The components that actually run the workflows are called DEM Workers. They should be deployed near the external resources they are communicating with. For example, if you have different datacenter locations, make sure you have a DEM Worker running in each of these locations.

DEM Workers are mainly CPU-bound, as they run the workflows. A DEM Worker can run up to 15 workflows in parallel. If the workflow queue is constantly high, consider vertical scaling first (i.e. add additional CPU and RAM). Nevertheless, you can easily add an additional DEM Worker.

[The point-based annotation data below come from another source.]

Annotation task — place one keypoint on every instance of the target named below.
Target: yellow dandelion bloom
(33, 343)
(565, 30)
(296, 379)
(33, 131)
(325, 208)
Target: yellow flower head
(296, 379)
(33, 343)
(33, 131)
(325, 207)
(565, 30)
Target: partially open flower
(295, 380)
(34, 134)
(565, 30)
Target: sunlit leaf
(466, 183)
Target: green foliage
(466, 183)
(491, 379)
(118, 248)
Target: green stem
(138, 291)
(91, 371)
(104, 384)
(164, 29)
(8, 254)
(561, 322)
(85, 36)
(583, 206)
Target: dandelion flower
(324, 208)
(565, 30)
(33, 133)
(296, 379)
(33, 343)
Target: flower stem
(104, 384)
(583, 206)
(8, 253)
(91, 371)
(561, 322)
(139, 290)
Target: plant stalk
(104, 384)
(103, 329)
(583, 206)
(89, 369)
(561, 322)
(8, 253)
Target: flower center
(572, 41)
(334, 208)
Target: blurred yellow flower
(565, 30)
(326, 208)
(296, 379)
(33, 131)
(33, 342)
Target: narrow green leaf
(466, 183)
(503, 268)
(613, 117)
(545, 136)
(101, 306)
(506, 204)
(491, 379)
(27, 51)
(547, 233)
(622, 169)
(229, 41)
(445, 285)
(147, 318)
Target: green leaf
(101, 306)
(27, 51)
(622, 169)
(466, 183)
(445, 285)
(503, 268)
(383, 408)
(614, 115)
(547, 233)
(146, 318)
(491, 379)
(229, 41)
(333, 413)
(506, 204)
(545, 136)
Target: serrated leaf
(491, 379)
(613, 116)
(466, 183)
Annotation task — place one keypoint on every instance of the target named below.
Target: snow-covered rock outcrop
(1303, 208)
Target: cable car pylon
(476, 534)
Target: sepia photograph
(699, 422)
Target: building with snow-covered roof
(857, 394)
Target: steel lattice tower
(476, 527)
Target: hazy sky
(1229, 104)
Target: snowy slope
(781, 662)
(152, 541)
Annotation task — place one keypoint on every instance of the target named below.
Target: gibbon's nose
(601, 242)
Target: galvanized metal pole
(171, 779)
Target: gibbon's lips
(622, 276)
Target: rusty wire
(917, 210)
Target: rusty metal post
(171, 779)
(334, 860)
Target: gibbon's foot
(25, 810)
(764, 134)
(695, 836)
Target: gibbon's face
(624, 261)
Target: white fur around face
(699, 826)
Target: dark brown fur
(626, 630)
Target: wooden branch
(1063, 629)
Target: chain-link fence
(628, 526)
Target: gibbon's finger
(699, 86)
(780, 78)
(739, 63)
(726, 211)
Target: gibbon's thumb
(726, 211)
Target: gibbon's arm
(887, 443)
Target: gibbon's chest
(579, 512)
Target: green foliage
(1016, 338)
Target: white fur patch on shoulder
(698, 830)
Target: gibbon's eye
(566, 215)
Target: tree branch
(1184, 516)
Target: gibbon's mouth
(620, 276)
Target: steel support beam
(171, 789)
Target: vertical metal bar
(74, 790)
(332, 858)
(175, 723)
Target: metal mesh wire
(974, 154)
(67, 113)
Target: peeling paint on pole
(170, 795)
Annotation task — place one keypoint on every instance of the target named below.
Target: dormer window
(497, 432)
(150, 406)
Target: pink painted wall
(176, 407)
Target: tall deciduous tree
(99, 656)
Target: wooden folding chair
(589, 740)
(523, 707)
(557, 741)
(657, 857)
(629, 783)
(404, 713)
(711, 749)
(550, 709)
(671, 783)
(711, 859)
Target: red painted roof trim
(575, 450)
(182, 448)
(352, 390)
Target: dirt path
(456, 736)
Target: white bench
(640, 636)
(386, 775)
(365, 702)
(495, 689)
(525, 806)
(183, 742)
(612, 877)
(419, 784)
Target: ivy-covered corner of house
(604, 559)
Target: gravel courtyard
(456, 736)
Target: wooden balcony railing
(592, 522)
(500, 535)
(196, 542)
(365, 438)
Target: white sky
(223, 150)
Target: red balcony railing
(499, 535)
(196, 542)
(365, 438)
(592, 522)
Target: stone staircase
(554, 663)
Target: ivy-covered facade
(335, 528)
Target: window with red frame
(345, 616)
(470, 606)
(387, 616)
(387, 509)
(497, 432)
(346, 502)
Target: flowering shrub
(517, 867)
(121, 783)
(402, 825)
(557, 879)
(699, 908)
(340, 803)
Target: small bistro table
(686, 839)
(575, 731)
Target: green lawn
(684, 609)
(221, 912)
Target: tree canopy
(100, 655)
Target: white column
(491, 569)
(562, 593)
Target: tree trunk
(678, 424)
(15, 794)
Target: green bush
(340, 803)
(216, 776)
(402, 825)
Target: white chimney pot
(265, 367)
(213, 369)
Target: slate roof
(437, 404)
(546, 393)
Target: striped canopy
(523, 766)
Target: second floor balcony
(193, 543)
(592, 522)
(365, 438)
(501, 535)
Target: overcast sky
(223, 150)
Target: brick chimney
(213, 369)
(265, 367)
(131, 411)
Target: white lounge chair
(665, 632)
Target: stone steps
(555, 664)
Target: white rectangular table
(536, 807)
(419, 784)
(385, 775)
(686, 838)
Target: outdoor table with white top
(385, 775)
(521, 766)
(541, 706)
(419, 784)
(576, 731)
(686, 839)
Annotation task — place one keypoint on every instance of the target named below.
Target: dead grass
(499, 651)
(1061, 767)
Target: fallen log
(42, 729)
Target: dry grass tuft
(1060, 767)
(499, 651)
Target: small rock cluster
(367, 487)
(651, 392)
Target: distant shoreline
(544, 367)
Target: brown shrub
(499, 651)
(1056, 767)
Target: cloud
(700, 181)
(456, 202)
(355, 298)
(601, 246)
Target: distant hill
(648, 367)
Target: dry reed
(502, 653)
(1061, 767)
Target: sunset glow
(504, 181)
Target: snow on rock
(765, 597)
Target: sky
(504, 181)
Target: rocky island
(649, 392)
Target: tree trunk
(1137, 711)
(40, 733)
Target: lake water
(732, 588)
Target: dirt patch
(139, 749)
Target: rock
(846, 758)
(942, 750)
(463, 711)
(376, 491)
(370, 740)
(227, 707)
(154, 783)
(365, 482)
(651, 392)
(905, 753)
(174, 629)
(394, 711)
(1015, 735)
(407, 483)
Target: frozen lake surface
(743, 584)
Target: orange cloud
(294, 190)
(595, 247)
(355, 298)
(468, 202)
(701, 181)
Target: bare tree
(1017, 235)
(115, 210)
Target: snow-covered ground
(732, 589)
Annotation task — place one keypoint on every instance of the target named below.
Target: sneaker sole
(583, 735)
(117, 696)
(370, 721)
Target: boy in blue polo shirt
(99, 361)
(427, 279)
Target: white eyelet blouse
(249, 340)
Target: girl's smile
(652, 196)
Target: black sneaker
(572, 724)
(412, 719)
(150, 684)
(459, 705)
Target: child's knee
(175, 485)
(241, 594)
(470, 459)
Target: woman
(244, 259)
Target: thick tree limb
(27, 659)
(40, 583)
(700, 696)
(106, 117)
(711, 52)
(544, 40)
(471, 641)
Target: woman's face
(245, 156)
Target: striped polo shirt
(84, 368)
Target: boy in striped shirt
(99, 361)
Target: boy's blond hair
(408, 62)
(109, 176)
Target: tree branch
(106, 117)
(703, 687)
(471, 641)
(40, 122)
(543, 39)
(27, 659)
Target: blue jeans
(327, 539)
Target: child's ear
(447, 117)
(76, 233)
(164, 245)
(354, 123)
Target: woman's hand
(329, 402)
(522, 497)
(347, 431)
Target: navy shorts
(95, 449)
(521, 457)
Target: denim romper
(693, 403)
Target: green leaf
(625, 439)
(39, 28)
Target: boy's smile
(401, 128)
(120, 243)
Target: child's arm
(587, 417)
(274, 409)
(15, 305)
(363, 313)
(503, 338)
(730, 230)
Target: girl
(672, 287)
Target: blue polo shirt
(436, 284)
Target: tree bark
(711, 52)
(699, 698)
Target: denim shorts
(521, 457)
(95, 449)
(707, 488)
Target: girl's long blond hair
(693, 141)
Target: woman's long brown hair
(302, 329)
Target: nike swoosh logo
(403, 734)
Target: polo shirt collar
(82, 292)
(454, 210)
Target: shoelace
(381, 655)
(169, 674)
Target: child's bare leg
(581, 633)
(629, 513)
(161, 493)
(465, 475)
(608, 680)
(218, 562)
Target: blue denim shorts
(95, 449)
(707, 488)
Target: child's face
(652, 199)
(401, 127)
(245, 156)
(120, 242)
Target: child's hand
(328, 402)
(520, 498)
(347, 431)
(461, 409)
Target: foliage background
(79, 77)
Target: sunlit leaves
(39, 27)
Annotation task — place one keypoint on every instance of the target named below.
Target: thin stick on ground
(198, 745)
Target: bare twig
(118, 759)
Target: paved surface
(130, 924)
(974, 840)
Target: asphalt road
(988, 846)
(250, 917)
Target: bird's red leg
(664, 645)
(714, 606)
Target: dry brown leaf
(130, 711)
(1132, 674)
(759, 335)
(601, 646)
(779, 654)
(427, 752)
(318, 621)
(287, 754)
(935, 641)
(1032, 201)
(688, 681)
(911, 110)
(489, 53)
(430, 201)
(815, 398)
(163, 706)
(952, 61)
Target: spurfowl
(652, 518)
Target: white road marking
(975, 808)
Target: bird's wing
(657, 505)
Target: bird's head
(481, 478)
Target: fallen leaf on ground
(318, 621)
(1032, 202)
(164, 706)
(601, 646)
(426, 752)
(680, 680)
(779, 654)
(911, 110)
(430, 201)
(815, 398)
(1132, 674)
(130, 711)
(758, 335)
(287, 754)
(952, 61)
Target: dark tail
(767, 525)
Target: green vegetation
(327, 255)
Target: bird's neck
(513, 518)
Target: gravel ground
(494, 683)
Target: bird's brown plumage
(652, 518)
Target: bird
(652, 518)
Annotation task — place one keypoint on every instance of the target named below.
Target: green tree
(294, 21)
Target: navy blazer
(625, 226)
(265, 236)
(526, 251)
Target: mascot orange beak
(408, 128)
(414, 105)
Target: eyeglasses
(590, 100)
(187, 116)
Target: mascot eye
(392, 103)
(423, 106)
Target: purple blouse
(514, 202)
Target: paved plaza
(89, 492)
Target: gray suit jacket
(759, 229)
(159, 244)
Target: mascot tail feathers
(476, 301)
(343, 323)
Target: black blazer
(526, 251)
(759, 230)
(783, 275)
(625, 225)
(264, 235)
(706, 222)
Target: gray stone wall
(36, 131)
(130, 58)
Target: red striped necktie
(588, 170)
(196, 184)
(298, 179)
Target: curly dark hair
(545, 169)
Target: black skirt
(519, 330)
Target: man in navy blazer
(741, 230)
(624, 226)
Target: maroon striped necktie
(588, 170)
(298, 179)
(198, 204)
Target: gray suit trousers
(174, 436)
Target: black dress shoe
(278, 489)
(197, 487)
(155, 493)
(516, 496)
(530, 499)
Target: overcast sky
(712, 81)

Further to this, you can configure the workflow scheduling, in order to run certain workflows during off-hours or to increase the interval in which they run.

If a DEM Worker becomes unavailable, the DEM Orchestrator cancels all its workflow tasks and assigns them to other available workers.

Microsoft SQL Server

The last component to consider within the software stack is the Microsoft SQL Server. As the database is a critical component, you should also think about how to increase high-availability. There are different methods for creating high-availability for Microsoft SQL Server. This could be a cold standby server, a mirrored standby server or a cluster (recommended by VMware).

vRealize Automation Business Appliance

One vRealize Business Appliance can scale up to 20000 virtual machines, in up to four different vCenter servers. When you synchronize for the very first time, it will take up to three hours to finish. Later synchronizations will take between one and two hours. Like the vRA appliance, the vRA Business Appliance can be put behind a load balancer. However, you must consider that data collection can only take place from one node of the cluster.

3.5 Summary

In this chapter, we talked about the design of a vRealize Automation cloud environment. As a cloud management platform is usually placed on top of a virtual infrastructure, the design of the underlying platform has to be considered as well – especially, when a greenfield approach is adopted. As this books only covers vRealize Automation, the underlying infrastructure design is not discussed. Instead, we have shown the different stages in the design of a vRealize Automation design along with the design deliverables that should be created. In addition, we discussed possible deployment architectures of vRealize Automation including the logical and physical design.